Figure 5.

Identification of the key binding domain in CPE interacting with TrkB that mediated activity-dependent surface TrkB recruitment. A, Co-IP was performed in lysates of HEK 293 cells expressing Flag-TrkBΔEX and Myc-CPE_C25 truncated mutants. B, Summary of CPE-truncated mutants used in A and a summary of the TrkBΔEX interactions with the mutants of CPE. C, Ratiometric fluorescence assay was performed to examine the influence of CPE_C25Δ10-RFP on cLTP-induced surface recruitment of TrkB receptors. Representative epifluorescence images were shown. Scale bar, 10 μm. The Control and CPE_C25Δ10-RFP constructs all express fused RFP, and we only captured images of RFP-positive neurons (pseudo blue color). The total TrkB receptors were fused with GFP (green color). The surface TrkB stained with M2 antibody followed by Cy5-conjugated goat anti-mouse antibody (pseudo red color).
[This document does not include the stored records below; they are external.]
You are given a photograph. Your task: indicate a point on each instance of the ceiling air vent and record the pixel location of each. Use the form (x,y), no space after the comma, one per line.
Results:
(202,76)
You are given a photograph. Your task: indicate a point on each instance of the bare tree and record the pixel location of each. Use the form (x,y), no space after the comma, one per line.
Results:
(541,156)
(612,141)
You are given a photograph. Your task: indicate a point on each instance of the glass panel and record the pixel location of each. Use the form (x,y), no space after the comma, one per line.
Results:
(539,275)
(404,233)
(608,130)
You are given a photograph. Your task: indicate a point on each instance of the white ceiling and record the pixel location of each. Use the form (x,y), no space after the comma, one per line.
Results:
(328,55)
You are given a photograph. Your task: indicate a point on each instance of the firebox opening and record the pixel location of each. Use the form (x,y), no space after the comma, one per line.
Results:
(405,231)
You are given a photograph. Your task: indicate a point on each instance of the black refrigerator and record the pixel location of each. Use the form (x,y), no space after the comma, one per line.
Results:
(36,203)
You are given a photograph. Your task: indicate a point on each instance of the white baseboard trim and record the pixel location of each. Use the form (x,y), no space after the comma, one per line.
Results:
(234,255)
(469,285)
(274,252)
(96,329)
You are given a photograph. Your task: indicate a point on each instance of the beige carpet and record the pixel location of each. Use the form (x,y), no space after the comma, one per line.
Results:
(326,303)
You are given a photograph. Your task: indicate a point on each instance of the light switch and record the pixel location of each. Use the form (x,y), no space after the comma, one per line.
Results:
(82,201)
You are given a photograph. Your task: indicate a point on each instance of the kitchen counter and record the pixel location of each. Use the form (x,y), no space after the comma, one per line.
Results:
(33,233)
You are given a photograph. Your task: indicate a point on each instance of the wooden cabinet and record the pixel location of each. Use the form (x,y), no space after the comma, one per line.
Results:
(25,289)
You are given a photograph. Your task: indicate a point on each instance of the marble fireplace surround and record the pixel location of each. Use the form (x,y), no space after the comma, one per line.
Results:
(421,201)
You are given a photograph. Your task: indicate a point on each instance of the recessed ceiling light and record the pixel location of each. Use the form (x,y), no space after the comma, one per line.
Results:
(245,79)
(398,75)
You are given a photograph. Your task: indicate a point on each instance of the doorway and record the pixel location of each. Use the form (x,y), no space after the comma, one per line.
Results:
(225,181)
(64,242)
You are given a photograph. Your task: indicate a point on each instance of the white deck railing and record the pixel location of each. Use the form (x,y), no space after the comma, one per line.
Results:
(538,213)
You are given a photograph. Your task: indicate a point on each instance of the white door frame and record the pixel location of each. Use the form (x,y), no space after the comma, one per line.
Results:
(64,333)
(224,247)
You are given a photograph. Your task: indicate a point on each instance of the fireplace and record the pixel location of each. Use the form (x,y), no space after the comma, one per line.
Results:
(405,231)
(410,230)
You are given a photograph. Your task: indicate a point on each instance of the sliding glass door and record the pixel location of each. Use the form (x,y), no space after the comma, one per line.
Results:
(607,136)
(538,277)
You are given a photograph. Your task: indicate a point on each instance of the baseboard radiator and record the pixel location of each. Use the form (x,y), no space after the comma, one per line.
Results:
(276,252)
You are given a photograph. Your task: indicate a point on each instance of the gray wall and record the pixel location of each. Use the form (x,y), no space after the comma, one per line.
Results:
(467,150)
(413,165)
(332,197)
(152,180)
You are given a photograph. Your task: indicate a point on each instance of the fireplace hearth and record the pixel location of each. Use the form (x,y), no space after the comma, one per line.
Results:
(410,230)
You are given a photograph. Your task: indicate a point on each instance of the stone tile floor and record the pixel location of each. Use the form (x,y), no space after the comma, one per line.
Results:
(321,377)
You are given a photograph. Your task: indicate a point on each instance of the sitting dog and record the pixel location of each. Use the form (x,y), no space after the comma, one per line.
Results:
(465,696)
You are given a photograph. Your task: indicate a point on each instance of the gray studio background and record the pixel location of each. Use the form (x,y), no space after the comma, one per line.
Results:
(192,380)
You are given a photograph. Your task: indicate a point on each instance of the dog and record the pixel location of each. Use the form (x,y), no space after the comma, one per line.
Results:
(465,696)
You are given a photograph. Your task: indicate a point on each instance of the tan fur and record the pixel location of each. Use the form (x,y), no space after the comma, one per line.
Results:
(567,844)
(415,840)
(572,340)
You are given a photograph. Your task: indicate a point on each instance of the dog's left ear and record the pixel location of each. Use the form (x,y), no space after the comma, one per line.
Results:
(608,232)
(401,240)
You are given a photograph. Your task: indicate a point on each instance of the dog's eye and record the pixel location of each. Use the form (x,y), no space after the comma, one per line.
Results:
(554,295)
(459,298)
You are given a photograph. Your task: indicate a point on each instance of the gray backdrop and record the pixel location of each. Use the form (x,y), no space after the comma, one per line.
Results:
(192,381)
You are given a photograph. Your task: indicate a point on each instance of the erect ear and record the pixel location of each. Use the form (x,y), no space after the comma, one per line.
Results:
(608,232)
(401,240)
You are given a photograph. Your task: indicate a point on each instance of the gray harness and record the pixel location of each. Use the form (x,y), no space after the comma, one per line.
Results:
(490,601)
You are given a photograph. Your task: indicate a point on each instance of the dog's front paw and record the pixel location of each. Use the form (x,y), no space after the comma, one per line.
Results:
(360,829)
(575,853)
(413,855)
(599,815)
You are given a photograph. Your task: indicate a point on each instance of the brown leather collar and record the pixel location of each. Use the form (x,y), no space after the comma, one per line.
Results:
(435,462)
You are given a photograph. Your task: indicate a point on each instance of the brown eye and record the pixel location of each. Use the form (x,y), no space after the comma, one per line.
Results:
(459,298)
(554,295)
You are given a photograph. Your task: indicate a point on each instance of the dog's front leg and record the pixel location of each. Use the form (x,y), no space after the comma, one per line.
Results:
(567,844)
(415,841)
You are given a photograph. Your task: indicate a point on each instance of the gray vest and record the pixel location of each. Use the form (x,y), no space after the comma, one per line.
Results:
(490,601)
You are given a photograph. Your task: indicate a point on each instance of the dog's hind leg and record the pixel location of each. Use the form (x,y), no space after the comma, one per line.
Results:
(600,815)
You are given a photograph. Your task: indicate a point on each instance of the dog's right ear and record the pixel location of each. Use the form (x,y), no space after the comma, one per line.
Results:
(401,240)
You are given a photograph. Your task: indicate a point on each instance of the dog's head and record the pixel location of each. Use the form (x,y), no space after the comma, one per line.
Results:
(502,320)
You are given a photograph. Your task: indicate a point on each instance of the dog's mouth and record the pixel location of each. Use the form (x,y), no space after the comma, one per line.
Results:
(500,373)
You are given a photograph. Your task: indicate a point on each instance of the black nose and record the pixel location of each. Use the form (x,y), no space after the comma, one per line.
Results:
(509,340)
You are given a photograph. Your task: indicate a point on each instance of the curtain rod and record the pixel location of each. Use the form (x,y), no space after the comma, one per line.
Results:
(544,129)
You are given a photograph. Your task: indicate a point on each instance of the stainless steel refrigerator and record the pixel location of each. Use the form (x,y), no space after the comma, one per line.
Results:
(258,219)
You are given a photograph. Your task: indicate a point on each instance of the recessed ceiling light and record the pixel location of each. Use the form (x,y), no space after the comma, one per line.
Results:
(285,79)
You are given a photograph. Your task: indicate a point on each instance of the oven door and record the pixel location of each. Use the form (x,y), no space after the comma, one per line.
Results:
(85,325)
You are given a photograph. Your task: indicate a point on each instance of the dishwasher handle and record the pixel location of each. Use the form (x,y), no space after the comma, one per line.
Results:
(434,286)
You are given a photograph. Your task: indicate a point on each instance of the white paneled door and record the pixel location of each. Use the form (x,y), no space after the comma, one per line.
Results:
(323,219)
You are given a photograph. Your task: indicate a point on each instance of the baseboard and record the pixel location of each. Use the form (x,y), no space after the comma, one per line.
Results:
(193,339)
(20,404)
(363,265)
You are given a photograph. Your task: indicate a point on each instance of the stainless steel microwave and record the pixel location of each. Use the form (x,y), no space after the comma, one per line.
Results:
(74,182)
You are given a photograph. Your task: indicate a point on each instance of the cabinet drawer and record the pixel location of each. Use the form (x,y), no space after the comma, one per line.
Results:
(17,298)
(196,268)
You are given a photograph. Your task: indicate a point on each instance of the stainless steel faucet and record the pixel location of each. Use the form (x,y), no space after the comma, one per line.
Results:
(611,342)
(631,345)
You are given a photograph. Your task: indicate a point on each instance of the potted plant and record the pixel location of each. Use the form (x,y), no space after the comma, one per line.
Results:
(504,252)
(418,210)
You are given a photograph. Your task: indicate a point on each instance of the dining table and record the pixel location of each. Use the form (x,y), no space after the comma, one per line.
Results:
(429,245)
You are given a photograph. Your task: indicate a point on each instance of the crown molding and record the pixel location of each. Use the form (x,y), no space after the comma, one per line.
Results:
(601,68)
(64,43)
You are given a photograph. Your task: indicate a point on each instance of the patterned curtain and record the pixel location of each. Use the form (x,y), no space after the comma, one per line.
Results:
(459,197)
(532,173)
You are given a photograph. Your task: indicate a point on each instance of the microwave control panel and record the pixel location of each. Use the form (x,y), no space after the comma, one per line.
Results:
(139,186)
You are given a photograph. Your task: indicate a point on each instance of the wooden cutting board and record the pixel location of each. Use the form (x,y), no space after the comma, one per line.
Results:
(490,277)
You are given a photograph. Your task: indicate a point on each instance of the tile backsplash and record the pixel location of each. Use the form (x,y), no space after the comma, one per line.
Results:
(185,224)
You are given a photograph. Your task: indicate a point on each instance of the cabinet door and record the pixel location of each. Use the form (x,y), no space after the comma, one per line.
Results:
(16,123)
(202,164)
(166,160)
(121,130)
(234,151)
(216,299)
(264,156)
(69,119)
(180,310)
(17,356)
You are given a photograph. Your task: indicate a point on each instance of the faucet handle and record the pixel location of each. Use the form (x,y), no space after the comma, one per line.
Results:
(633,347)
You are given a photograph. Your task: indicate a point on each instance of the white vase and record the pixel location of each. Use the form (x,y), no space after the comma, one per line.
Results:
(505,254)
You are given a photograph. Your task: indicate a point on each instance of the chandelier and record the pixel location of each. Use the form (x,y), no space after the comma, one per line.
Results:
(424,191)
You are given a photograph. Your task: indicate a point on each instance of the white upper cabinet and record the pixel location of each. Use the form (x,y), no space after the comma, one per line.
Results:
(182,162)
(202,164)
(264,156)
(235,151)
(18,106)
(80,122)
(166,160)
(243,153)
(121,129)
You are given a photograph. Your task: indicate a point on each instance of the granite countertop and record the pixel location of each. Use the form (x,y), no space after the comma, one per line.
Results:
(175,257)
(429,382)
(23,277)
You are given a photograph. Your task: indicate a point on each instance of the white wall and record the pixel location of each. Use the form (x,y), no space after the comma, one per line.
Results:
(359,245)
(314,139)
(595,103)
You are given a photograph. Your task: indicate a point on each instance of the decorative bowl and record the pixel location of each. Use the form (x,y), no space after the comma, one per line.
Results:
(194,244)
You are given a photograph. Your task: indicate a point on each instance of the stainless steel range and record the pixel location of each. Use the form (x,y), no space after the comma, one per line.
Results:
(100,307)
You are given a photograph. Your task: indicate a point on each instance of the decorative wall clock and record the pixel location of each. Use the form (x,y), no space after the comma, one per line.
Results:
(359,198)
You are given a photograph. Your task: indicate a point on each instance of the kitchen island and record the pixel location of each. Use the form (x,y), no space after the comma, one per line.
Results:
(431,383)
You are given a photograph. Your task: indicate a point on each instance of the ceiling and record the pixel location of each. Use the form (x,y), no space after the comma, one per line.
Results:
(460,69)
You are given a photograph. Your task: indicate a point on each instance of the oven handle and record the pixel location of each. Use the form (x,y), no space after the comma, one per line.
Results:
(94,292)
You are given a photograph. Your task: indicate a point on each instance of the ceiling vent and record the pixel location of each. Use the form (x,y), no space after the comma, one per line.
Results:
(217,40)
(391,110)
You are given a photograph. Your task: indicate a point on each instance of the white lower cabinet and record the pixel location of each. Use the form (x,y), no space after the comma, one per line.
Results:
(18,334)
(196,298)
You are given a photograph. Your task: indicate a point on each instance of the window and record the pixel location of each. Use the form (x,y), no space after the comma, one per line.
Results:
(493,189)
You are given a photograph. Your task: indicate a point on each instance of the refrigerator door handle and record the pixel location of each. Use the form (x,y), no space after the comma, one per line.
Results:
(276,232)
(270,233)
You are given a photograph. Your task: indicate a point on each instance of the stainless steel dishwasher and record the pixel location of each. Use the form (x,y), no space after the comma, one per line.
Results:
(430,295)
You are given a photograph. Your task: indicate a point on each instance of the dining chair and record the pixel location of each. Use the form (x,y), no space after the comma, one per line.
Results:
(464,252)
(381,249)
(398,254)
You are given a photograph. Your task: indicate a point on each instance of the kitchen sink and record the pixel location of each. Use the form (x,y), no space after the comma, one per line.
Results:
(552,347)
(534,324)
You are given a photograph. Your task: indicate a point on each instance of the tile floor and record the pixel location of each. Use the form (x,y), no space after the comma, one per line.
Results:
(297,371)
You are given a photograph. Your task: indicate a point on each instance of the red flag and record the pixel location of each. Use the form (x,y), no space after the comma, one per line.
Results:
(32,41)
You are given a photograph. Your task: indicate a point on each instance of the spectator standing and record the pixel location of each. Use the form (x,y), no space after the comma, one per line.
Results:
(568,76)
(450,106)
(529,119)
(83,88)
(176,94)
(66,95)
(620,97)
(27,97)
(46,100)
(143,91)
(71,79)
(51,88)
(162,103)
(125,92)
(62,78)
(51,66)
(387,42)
D, Quantification of TrkB surface levels by the ratio of red to green fluorescence intensity in C (two-way ANOVA with Bonferroni's multiple comparisons test, F_(1,12) = 4.193, *p = 0.0225; n = 4). E, TAT-CPE^452-466 inhibits the interaction between CPE_C25 and TrkBΔEX. HEK293 cells were transfected with Myc-CPE_C25 and FLAG-TrkBΔEX. After 2 d cells were treated with TAT-Con or TAT-CPE^452-466 (5 μm) for 30 min before lysed. The interaction between CPE_C25 and TrkBΔEX was analyzed by IP using anti-Flag antibodies and followed by immunoblotting with Myc antibodies. F, Ratiometric fluorescence assay was performed to examine the influence of TAT-CPE^452-466 peptides on glycine-induced surface recruitment of TrkB receptor. Representative images from the ratiometric fluorescence assay are shown. Scale bar, 10 μm. G, Quantification of TrkB surface levels by the ratio of red to green fluorescence intensity in F (two-way ANOVA with Bonferroni's multiple comparisons test, F_(1,12) = 3.266, *p = 0.0481; n = 4). All the data are presented as mean ± SEM (n ≥ 25 cells for each condition per experiment).